Como dizem, alpinista tem memória curta, os sofrimentos desaparecem de nossa mente num curto espaço de tempo e, aí, já está na hora de começar a sonhar com as próximas montanhas. Algumas vezes na escalada, eu pensava o quanto estava sofrendo para me lembrar daquilo e não me meter a besta de novo, mas adivinha… já esqueci.

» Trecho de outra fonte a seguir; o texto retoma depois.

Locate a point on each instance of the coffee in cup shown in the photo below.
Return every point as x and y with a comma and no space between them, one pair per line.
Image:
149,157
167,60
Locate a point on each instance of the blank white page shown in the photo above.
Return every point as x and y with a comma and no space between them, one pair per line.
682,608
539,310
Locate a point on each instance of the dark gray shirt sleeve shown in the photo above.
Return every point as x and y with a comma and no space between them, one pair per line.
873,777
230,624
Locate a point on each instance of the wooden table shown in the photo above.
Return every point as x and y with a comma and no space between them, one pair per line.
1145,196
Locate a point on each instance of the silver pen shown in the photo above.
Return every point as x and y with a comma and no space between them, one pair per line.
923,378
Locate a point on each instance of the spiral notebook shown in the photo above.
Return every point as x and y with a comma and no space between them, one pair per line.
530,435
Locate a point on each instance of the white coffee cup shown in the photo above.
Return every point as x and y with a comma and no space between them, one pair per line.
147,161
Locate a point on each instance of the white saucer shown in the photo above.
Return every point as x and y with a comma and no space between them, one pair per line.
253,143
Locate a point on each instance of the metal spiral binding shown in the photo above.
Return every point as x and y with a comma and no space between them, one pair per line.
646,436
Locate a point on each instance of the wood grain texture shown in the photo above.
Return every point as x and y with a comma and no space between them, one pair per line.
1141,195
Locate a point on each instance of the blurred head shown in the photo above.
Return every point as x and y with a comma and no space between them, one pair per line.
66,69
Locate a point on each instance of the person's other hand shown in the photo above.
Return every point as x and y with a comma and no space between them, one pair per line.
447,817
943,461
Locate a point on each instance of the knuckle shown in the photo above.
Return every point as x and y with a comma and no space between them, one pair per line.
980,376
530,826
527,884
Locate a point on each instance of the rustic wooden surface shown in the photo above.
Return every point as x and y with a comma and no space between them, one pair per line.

Agora é seguir sonhando com as próximas montanhas.
Namastê!
*Agnaldo Gomes é formado em Geografia pela PUC – São Paulo. É guia de montanha há 15 anos e pratica esportes outdoor há 25. A paixão pelas montanhas nasceu nas aulas de Geografia, quando cursava o ensino médio e desde então o amor pelas montanhas e a necessidade de estar ao ar livre somente aumentou. Tem em seu currículo expedições em alta montanha, travessias de bicicleta e caiaque oceânico. Em 1990 fez sua primeira expedição em altitude, no Aconcágua, na Argentina. Realizou cursos de escalda em rocha, gelo e primeiro socorros. Participou e liderou expedições nas montanhas mais altas de vários países, entre elas o Aconcágua na Argentina,Huascaran e o Pisco no Peru, Cotopaxi, Illiniza e Chimborazo, no Equador, Huyana Potosi, Pequeno Alpamayo, Illimani e Sajama, na Bolívia, Elbrus, na Rússia, Kilimanjaro, na Tanzânia e o Island Peak, no Nepal. Em setembro de 2013 participou de uma expedição ao Cho Oyu, a sexta mais alta montanha do planeta, com 8201 metros, localizado na fronteira do Nepal com o Tibete. Alcançou o cume no dia primeiro de outubro e se tornou um dos poucos alpinistas brasileiros a ter escalado uma montanha com mais de 8000 metros.